Le parc national de Tram Chim (district de Tam Nông, province de Dông Thap) s'anime soudain avec le retour des grues à tête rouge (nom scientifique: Grus antigone). Ces dernières années, le nombre de ces oiseaux migrateurs particulièrement rares est en chute libre dans cette région. La protection de Tram Chim s'impose pour assurer le séjour de ces échassiers.

Le parc national de Tram Chim couvre 7 612 ha et compte 147 espèces d'oiseaux rares à l'échelle mondiale, en particulier les grues à tête rouge.

En 1985, lors de l'apparition des grues à tête rouge à Tram Chim, un symposium fut tenu en Chine. Plusieurs scientifiques émirent l'idée de faire de Tam Nông une zone écologique et culturelle spéciale du Sud-Est asiatique.

En 1991, l'Association internationale pour la protection des grues (ICF) a organisé un symposium sur la conservation et le développement du parc de Tram Chim. Dès 1995, l'ICF a envisagé de faire une étude sur les grues à tête rouge de Tam Nông. Ce n'est qu'en mars 1998 qu'on a pu fixer des bagues et des balises sur ces oiseaux pour surveiller leurs déplacements et leur reproduction. Les quatre appareils de localisation, d'un coût de 10.000 USD, ont été financés par le gouvernement japonais.

Quatre grues de Tram Chim portent chacune un appareil, trois autres sont baguées. Ces appareils ont fourni aux chercheurs des renseignements utiles sur le comportement des grues.
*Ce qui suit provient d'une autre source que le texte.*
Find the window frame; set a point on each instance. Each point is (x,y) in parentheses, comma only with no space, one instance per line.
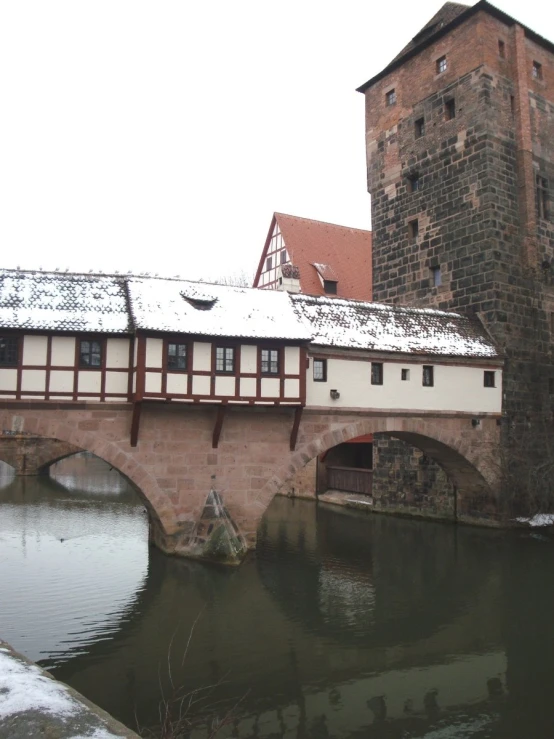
(101,352)
(377,373)
(225,348)
(267,372)
(323,363)
(171,342)
(15,341)
(428,375)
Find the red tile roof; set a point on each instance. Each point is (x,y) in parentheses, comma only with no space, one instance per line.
(345,252)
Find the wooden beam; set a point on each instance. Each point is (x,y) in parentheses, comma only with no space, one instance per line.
(135,423)
(295,427)
(218,425)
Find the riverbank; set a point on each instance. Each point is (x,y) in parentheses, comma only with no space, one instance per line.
(33,703)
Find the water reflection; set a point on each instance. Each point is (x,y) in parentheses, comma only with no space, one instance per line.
(342,625)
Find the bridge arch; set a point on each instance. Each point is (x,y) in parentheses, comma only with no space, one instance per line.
(468,465)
Participent également à l'étude des grues le Fonds mondial pour la nature (WWF), la Fédération internationale de protection de la nature et des ressources naturelles ainsi que plusieurs organismes scientifiques. Février 1994, le Premier ministre vietnamien a décidé de classer Tram Chim en zone nationale de protection de la nature. L'Etat y a investi plus de 4 milliards de dongs. "Le séjour des grues" - selon l'appellation des paysans du lieu - a reçu du Fonds Bhrem de la RFA un soutien financier de 15.000 USD. Le Royaume-Uni et l'ambassade danoise y ont versé 60.000 USD pour améliorer la zone tampon.

Cependant, les menaces persistent. Au cours de ces 20 dernières années, le nombre de grues à tête rouge observées à Tram Chim a diminué de manière alarmante: 1.052 en 1988, 631 en 1996 et seulement 159 en 2004.

Les crues successives, l'empiètement sur le terrain par la population et la construction d'ouvrages hydrauliques sont des obstacles à la protection des grues à tête rouge de Tram Chim, l'une des 15 premières espèces animales mentionnées dans le Livre Rouge et menacées d'extermination. L'aide internationale leur est particulièrement nécessaire.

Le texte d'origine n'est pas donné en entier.